Amazon Plans e-Library for Prime Customers
Amazon.com plans to launch an e-book lending library if it can get book publishers to agree. Copying the Netflix model for movies, Amazon could make a portion of its inventory of nearly 1 million digital titles available to its estimated 5 million Prime subscribers, according to a report by the Wall Street Journal.
Amazon.com Prime is a $79 a year service that entitles members to free 2-day shipping on Amazon merchandise and free access to 5,000 movies and TV shows. E-books would be a welcome bonus.
Book publishers may not be as enthusiastic about the e-library as the folks at Amazon, according to the WSJ report. Several unnamed publishers have said that the e-book library plan could “ultimately lower the value of the books,” despite the fact that publishers would get a “substantial fee” for participating.
The plan
Amazon Prime customers would receive free access to a limited selection of e-books . The Prime collection would consist of older titles and subscribers would only be allowed to “check-out” a few titles each month.
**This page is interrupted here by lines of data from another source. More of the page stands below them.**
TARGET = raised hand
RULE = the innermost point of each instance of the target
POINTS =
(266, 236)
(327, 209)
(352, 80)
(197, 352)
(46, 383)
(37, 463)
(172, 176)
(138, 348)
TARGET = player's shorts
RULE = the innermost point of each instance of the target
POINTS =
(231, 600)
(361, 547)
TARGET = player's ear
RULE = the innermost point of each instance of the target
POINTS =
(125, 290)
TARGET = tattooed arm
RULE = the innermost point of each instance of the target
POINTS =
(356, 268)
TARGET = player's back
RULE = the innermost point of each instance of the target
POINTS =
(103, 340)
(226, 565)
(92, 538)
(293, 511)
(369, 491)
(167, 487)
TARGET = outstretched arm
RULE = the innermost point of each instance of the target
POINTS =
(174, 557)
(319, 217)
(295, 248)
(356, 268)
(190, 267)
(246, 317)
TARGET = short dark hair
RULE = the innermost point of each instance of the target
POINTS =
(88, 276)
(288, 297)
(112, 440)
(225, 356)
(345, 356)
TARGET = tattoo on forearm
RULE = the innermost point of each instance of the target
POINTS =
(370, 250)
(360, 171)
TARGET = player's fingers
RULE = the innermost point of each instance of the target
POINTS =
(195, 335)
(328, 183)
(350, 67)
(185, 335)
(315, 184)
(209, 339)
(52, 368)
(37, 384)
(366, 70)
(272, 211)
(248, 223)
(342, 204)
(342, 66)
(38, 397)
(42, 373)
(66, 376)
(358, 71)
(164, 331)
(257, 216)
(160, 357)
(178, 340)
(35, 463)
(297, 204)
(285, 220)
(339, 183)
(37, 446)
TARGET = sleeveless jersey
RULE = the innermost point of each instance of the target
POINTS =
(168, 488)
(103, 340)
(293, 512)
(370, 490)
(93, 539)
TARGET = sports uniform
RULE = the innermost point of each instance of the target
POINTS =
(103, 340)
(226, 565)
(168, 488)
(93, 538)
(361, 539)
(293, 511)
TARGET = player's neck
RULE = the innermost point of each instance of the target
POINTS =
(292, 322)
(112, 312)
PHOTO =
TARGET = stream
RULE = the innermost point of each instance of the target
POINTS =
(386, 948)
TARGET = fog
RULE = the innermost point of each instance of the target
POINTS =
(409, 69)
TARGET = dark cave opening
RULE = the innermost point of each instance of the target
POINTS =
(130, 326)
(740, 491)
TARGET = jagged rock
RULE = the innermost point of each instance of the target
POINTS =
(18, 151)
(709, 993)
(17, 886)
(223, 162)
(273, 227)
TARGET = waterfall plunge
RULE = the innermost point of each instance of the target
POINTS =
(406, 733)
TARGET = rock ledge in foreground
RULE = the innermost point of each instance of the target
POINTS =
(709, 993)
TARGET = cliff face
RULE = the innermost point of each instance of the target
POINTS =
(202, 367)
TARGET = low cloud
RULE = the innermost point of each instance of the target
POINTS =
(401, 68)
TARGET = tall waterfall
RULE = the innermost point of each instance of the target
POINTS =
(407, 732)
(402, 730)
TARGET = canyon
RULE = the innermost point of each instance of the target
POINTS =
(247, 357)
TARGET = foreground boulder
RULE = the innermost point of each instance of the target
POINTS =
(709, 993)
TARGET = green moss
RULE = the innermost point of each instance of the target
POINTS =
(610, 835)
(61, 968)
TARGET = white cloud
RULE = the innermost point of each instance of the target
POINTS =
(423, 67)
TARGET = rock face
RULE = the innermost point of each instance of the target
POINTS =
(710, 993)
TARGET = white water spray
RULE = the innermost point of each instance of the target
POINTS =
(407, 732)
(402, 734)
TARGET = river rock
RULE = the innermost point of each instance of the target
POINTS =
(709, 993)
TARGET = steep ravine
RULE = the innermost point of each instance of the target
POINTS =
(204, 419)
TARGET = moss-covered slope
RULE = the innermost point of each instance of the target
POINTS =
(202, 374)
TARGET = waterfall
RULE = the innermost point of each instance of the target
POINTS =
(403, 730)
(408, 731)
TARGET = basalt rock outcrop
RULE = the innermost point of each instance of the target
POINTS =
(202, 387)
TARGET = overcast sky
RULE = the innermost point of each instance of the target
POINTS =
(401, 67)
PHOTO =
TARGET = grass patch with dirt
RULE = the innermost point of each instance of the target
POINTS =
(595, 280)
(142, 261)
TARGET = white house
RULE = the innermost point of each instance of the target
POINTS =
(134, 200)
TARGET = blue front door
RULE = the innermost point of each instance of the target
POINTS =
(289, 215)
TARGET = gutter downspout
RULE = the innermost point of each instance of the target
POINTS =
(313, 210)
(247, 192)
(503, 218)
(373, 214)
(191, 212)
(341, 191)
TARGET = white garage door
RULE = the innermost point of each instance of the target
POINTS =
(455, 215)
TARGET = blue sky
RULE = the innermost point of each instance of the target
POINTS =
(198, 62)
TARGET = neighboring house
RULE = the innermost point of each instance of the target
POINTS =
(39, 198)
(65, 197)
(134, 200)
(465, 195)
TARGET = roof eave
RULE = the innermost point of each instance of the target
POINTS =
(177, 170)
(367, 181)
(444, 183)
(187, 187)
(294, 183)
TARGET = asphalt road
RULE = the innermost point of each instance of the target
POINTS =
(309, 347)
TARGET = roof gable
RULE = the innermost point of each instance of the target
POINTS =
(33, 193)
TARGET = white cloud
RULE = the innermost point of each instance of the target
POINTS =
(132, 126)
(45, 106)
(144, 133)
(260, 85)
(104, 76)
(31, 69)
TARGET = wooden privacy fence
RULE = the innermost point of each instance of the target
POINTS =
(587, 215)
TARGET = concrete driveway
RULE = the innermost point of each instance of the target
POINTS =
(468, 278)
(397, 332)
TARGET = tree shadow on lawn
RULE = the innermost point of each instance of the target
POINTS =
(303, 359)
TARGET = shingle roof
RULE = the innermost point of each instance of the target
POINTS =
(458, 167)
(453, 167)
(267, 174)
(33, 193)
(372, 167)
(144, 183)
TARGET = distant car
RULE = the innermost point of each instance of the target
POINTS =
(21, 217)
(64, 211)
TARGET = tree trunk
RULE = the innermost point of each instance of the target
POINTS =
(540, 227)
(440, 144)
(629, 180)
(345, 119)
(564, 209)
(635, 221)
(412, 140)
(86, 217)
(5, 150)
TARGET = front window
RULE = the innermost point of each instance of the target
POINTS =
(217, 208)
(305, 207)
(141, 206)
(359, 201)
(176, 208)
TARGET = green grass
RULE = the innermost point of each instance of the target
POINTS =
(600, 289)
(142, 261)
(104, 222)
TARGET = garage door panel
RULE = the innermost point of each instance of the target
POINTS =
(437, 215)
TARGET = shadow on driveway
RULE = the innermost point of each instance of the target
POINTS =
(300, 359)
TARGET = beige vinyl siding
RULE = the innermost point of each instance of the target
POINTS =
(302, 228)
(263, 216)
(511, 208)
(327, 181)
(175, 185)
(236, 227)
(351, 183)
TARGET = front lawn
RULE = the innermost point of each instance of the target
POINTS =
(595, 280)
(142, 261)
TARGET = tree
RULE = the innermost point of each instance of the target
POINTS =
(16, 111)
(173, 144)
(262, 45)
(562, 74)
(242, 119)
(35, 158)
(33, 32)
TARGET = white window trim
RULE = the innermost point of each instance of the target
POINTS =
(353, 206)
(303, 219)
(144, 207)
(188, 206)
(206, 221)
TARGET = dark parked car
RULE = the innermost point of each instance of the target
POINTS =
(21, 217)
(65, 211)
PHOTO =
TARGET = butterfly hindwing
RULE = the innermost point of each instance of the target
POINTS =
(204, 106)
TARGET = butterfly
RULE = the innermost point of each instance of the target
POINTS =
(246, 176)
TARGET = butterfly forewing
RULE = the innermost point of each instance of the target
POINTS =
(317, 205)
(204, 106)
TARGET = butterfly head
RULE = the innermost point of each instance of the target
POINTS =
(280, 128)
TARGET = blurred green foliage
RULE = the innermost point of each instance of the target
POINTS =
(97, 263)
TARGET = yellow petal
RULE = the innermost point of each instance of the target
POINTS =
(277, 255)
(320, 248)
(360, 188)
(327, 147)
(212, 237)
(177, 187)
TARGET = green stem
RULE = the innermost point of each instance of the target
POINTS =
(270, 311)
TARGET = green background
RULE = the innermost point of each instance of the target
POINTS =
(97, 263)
The Prime plan is similar to Barnes & Noble’s lending library for its Nook e-books. However, Nook users must purchase an e-book before it can be lent to a friend free of charge. The Nook e-book file automatically expires after a 2-week period and can no longer be opened.
If Amazon’s lending plan is launched with the support of publishers, it would not only increase the value of Prime accounts to potential customers, but could boost the appeal of Amazon’s top-selling e-reader, the Kindle, and add a compelling feature to Amazon’s upcoming value-priced tablet . The $250 7-inch tablet is scheduled to launch this November and the larger 10-inch version in the first half of 2012.
The Netflix effect
Netflix’s DVD-by-mail rental service followed by its streaming plan was largely responsible for the demise of video stores. Who wants to drive to Blockbuster when movies can be delivered to the door, or better yet, streamed on demand?
Amazon’s proposed e-library could pose a similar threat to public libraries. Many libraries across the country have launched online e-book lending services, but publishers have struggled with their own lending policies. Earlier this year, Harper Collins issued a new policy to libraries that required books to be repurchased once they had been lent 26 times.
While publishers and libraries struggle, Amazon continues to capitalize on the digital book revolution. According to analysts at SeekingAlpha, Amazon could own more than half of the U.S. book business across all formats before the end of 2012.